The dictionary he only carried with him when I was around because many times during a conversation I would say something like, "Do you want to go to the place-with-a-lot-of-books-that-is-not-a-bookstore-because-you-don't-buy-them-you-borrow-them later?" I mean, my parents never taught me the Taiwanese word for "library." That's when he would reach down on flip open the plastic pouch on his belt and whip out the dictionary for me to flip through and point to the word.
During the day of the walk, Peter and I were in agreement was that we were going to walk one mile and head on back home. Peter's ride to work is about 4.25 miles away and he wanted to try to see how long it would take him to walk that distance. So, we figured, we would multiply the time it took us to walk two miles and extrapolate.

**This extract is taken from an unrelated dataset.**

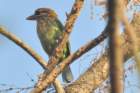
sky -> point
(17, 68)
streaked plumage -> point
(49, 30)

So we leashed up the dogs and took off down Main Street. It was so nice to be outside and to not be wearing flannel mom-jeans. I love this time of year, right before the horrible NY face-melting summers.
Periodically, I kept checking the pedometer. After what seemed to us like a huge distance and we approached the next town over, the pedometer said we had only walked half-a-mile. Peter was all, "I don't THINK so. That thing is BROKEN."
I didn't think that it was broken because I had counted out some steps the pedometer was accurately counting my steps. Also, I wanted to hit that 10,000 paces mark, which Peter and I have NEVER approached during a walk. It's the magic per-day number of paces that scientists say a person should walk for optimal health. So I kept encouraging him to keep on walking farther and farther.
"We'll walk until it says one mile and we'll go back home," I said.
About 2 HOURS later, we were on our way home and Scout just stopped walking and refused to move. She's going to be ten years old in a month and must be getting on in years, because she used to have the crazy boundless energy, and in all these years, she's never once stopped in the middle of a walk. During this whole walk, Peter would point out random landmarks and say, "Now, I KNOW that this (fill-in-the-blank-post office/ dry cleaner/ fire station) is AT LEAST (1, 1.5, 2) miles away from home."
Peter looked at me and said, "If I have to carry this 60-pound dog home, it's going to be all your fault."
At that point, we could almost see our apartment building, so we urged Scout to keep walking. We are all super-tired and my feet were threatening to go on strike. My shoes hurt my feel terribly, but I didn't feel like I had a right to complain, since I was the one who kept pushing everyone onward.
When we got home, I Mapquested the route we walked and discovered that we had almost covered 5 miles!
"Throw that pedometer AWAY," Peter said.
"Hey, look at the bright side," I said. "We conquered the 10,000 paces! Scientists want us to spend two hours walking a day. Although walking to work is going to set your commute back two hours in the morning."